Network packet loss in high traffic VMs

Nov 25, 2019
8
2
23
Situation: we're running KVM VMs based on Debian/bullseye on Proxmox/PVE with 10GB NICs, but experience packet loss with the virtio-net interfaces under high network traffic situations (RTP/UDP).

This underlying problem also exists on VMware clusters. VMware provides a solution for that: one can increase the ring buffer sizes (see https://kb.vmware.com/s/article/50121760), and the problem with packet loss goes away (we verified this ourselves).

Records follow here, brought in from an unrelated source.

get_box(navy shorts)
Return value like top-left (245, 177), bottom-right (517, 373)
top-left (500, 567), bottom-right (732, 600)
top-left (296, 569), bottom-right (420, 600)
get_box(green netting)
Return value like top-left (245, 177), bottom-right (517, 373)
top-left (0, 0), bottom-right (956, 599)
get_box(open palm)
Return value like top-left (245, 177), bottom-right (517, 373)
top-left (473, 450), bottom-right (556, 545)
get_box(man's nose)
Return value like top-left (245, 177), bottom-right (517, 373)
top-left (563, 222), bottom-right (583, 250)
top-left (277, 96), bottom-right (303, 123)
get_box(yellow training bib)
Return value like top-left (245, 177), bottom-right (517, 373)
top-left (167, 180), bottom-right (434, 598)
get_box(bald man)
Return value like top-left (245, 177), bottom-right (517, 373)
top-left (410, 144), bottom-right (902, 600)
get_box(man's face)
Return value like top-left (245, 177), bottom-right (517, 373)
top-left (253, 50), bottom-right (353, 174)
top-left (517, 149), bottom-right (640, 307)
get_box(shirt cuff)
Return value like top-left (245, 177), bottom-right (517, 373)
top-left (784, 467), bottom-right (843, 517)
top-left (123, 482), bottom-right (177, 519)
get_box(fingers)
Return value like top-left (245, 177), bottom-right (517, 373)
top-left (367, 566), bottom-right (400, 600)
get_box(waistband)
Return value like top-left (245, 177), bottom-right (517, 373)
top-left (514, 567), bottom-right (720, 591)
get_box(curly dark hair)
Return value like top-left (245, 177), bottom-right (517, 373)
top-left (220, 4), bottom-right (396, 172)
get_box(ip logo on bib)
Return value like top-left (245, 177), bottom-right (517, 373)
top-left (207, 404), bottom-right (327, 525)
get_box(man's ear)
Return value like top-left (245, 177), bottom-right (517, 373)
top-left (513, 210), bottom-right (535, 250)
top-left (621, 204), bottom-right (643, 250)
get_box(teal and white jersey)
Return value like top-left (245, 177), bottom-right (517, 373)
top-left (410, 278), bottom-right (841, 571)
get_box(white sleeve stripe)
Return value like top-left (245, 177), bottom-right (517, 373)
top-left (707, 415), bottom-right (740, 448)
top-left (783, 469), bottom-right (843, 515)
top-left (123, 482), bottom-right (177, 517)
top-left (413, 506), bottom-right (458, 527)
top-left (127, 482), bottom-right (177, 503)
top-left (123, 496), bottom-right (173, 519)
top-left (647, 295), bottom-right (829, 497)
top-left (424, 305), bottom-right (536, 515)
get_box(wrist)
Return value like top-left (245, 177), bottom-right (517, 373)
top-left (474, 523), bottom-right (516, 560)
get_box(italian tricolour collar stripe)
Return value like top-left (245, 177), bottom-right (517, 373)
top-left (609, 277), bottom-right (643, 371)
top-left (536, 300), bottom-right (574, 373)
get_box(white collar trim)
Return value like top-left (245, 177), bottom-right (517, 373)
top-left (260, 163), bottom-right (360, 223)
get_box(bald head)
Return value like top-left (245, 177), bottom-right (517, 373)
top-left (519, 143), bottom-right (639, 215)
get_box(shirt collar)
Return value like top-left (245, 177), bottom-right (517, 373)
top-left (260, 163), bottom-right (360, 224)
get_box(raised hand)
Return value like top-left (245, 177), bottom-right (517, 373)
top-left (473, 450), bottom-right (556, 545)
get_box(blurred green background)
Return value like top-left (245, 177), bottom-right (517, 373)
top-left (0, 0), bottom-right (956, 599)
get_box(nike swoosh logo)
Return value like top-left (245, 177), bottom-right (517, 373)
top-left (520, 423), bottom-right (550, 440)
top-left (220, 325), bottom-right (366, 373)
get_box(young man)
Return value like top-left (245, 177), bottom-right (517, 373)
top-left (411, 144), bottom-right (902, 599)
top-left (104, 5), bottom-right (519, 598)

Now, we'd love to do the same for the virtio-net NICs on the PVE KVM VMs :) - sadly this isn't yet supported:

# ethtool -G neth1 rx 4048 tx 4048 netlink error: Operation not supported

To avoid any possible side effects, we use 1 dedicated guest VM per hypervisor in our test environment.
We use a dedicated bridge for the guest connected to the second port of the Intel X722 10G NIC.
Example for such a VM configuration:

root@pve-test-00:~# qm config 100 boot: order=scsi0;ide2;net0 cores: 16 cpu: host ide2: none,media=cdrom machine: q35 memory: 52048 meta: creation-qemu=6.2.0,ctime=1661099025 name: Sp1 net0: virtio=C2:50:0E:F5:6E:BC,bridge=vmbr1,queues=4,tag=3762 net1: virtio=56:4C:C5:75:7D:79,bridge=vmbr1,firewall=1,tag=901 numa: 0 ostype: l26 scsi0: local-btrfs:100/vm-100-disk-0.raw,size=320G scsihw: virtio-scsi-pci smbios1: uuid=3a55db64-5fea-4165-bcf1-a640b0caf909 sockets: 1 vmgenid: f280627f-b65d-4b7d-b841-1966d64f7ff9

The NIC on the host supports multiqueues (we tried different values for the multiqueue settings, but they sadly don't change the situation):

root@pve-test-00:~# ethtool -l eno2 Channel parameters for eno2: Pre-set maximums: RX: n/a TX: n/a Other: 1 Combined: 32 Current hardware settings: RX: n/a TX: n/a Other: 1 Combined: 20

The RX size on the NIC of the *hypervisor* can be adjusted (though its settings don't really matter for our packet loss situation):

root@pve-test-00:~# ethtool -g eno2 Ring parameters for eno2: Pre-set maximums: RX: 4096 RX Mini: n/a RX Jumbo: n/a TX: 4096 Current hardware settings: RX: 2048 RX Mini: n/a RX Jumbo: n/a TX: 2048

We're running latest PVE:

root@pve-test-00:~# pveversion pve-manager/7.2-7/d0dd0e85 (running kernel: 5.15.39-3-pve) root@pve-test-00:~# uname -a Linux pve-test-00 5.15.39-3-pve #2 SMP PVE 5.15.39-3 (Wed, 27 Jul 2022 13:45:39 +0200) x86_64 GNU/Linux

Hypervisor host specs:
  • Lenovo SN550
  • CPU Intel(R) Xeon(R) Silver 4210R CPU @ 2.40GHz with HT enabled
  • 64 Gb RAM
  • 480 SSD Micron SATA
  • Net Ethernet Connection X722 for 10GbE backplane (i40e) [Ethernet controller: Intel Corporation Ethernet Connection X722 for 10GbE backplane (rev 09)]
We're aware that some folks had similar issues back in 2014 (see https://groups.google.com/g/snabb-devel/c/ng78LbcaFgI?pli=1).
We're wondering, whether we seem to be the only ones noticing such a performance/packet loss problem in 2022? :)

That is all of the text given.